Meat Heads

In Brief

Holding fecal deposits in each hand, Sam Smallidge explains how he can tell that they come from two different elk: One is glossier than the other.


"You see how this is all compressed together?" Smallidge asks, referring to the dropping in his right hand. "That means they're probably eating a more succulent diet, more water content, so it sticks together."


Smallidge hypothesizes that the less glossy dropping has been lying on the ground longer. An associate professor and extension wildlife specialist at New Mexico State University, he's teaching a group of teenagers how to keep track of wildlife by counting the droppings at the Valles Caldera National Preserve. "This is just one method," he says.


The teenagers behind him are part of the first-ever New Mexico Youth Ranch Management Camp, held from June 6-10 at the preserve, where they're attempting to count wild elk. Wildlife distribution figures can help ranchers balance resources for both wild animals and livestock—a balancing act that is one of the camp's themes.


Of the 29 enrollees, many come from ranching families from around the Southwest. The camp is meant to prepare young ranchers for the challenges of a changing industry.


The week began with what the young ranchers will presumably produce: beef. Meat scientists from NMSU helped the students break a carcass down into different cuts of meat. Lessons on wildlife, livestock and marketing culminated with student-prepared ranch management plans for Valles Caldera.

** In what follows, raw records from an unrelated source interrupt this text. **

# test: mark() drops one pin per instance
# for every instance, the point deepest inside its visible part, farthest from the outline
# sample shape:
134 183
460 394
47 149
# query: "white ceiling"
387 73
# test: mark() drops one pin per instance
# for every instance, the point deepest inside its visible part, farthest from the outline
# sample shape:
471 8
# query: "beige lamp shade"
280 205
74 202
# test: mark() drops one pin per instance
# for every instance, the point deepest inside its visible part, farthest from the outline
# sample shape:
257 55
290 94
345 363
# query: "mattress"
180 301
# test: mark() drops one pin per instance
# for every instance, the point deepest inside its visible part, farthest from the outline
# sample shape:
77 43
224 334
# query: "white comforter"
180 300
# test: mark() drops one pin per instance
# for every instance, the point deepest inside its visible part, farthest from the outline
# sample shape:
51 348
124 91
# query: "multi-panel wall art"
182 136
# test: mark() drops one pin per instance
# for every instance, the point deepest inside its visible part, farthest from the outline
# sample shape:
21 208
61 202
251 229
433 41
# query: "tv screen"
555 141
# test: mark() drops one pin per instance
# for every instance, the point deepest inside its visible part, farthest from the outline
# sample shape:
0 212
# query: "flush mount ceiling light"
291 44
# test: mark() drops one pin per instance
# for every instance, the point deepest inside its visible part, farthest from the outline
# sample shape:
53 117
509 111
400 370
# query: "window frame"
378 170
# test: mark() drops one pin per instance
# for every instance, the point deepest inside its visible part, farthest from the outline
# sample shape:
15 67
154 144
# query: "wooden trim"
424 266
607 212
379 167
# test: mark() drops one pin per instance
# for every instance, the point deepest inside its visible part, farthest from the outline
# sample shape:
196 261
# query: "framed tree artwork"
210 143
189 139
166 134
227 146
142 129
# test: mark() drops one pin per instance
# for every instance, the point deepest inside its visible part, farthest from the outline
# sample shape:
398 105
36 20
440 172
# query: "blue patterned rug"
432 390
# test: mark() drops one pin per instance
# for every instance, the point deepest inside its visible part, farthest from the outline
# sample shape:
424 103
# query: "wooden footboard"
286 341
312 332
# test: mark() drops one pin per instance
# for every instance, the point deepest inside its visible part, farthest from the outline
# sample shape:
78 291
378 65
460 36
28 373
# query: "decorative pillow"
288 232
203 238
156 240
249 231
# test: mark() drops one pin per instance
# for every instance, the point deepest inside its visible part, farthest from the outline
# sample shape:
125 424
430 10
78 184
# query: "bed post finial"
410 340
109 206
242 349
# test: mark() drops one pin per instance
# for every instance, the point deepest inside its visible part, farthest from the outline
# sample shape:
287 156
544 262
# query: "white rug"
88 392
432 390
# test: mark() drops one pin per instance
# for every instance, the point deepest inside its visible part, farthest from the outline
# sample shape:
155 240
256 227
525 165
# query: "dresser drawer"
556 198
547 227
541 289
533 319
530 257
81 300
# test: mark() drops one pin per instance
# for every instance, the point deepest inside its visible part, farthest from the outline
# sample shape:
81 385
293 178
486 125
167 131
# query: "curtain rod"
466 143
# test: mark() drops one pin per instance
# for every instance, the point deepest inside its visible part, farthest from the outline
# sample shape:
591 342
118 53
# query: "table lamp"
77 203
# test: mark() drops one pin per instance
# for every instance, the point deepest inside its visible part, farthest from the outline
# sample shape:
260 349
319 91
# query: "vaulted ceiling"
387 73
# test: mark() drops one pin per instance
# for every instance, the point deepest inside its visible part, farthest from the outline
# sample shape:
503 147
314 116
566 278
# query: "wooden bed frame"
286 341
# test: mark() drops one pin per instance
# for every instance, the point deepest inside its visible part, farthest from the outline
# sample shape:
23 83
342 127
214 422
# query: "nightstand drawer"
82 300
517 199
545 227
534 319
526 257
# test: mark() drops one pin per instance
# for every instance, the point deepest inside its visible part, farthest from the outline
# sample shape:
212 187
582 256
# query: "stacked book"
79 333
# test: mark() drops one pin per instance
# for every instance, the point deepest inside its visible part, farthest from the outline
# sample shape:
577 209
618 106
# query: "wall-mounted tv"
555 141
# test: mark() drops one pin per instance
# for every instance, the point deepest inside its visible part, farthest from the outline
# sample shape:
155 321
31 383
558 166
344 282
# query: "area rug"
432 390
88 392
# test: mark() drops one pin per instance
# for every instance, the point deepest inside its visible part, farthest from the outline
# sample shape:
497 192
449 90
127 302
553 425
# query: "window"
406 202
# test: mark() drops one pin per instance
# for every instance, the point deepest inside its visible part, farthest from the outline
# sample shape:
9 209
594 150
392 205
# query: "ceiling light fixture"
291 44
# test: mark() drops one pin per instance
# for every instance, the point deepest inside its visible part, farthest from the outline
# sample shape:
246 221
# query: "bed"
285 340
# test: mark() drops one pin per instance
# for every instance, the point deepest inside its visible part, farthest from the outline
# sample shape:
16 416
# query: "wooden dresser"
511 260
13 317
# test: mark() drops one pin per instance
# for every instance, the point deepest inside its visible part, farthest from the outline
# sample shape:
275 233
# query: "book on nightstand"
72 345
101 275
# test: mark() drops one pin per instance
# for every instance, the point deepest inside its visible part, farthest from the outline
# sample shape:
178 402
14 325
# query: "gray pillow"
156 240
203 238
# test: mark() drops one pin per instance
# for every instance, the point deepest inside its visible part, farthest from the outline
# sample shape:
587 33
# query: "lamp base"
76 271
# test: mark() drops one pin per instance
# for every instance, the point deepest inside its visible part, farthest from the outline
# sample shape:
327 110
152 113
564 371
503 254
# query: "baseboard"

Much of the industry's perceived changes lie in adapting to new technology practices—"things like embryo transfers, artificial insemination and grazing management," attendee Matthew Denetclaw, 17, tells SFR.


Denetclaw, who comes from a family ranch in Shiprock, says artificial insemination allows cattle ranchers to select almost any bull across the country through semen distribution. This allows ranchers to raise meatier cattle that grow more efficiently, rather than limiting their options to only those bulls sold nearby.


Another expected change is the expansion of rancher-grown beef sales to the world market. As the world's standard of living goes up, so too will beef sales, Dina Chacón Reitzel, executive director of the New Mexico Beef Council, says.


Another student attending the camp, Ramos Aragon, imagines shipping his beef out to China in the future. "They were one of America's biggest consumers of beef, and they closed us out of their market once mad cow [disease] hit," Aragon, 15, says. "So I'd like to see if I could get into the Chinese market."